CardioGenesis Corp. (PINK:CGCP) stock did not surprise with its performance after the announced cash offer. It stays at the level of the offered price per share even after the initial terms of the merger agreement were amended.
CGCP closed 0.22% higher at $0.455 yesterday and on a volume three times lower than the average. It looks like the interest for the stock is slowly disappearing even though the company is expected to announce its first quarter ended March 31, 2011 next Wednesday. As the date of the offer expiration nears traders get less interested to trade CGCP shares as they probably cannot offer the high returns they used to offer before the acquisition offer determine the value of CardioGenesis stock.
Within the 20-day “Go-Shop” period, in which CardioGenesis was allowed to encourage potential other merger or acquisition partners to give an offer for the stock, no alternative acquisition proposals have been made. The “Go-Shop” period expired on April, 17 and CGCP remained stuck in a narrow trading range around the price of $0.457 that CryoLife, Inc. and its wholly-owned subsidiary CL Falcon, Inc. have offered for a share of CGCP.

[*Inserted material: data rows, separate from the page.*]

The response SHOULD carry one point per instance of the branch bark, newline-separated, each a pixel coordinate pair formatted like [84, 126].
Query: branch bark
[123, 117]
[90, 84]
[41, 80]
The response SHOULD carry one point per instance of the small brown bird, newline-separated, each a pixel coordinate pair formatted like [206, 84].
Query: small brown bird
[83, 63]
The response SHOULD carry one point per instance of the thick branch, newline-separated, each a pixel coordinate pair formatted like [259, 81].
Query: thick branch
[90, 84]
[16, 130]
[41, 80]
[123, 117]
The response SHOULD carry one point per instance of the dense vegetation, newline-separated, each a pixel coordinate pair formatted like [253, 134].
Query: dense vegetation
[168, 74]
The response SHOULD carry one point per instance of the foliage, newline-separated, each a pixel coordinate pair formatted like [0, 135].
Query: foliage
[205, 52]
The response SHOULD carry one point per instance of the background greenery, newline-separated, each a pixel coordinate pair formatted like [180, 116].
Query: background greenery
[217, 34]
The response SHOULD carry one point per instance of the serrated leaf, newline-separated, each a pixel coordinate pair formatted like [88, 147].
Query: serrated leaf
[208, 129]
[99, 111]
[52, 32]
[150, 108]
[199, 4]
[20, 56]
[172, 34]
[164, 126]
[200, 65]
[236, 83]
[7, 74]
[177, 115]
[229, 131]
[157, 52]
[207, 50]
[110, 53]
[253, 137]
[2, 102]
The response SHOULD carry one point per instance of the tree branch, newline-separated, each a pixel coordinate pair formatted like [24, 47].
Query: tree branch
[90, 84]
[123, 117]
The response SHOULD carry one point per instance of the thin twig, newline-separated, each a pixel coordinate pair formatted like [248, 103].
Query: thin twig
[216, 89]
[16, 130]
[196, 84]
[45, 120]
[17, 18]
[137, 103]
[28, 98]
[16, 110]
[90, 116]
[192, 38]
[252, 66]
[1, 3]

The start of the cash tender offer was announced on April, 5 and it is set to expire at 12:00 midnight New York City time on the evening of May 2, 2011, unless extended. In that period CGCP stockholders can tender their shares and receive $0.457 in cash for each share without interest and less any required withholding taxes.

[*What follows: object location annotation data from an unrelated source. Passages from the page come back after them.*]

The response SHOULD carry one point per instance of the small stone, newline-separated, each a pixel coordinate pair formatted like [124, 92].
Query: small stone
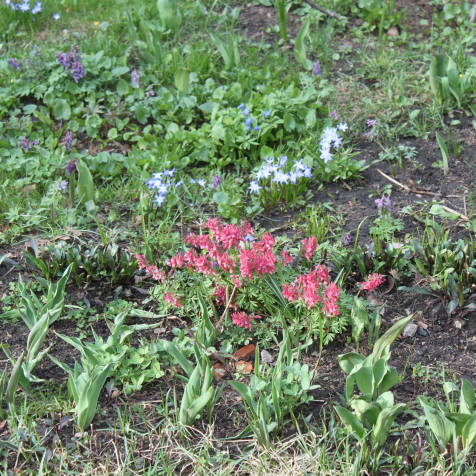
[219, 370]
[245, 353]
[422, 332]
[266, 357]
[410, 330]
[243, 367]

In the meantime, the acquirers have changed the terms under which they will purchase shares of CardioGenesis. CryoLife, Inc. and CL Falcon, Inc. now intend to acquire 49.9% of the shares instead of all of the outstanding shares and the provided top-up option has been eliminated. Following the successful completion of the offer, a special meeting of CardioGenesis shareholders will be held on which the proposed merger will be considered and approved.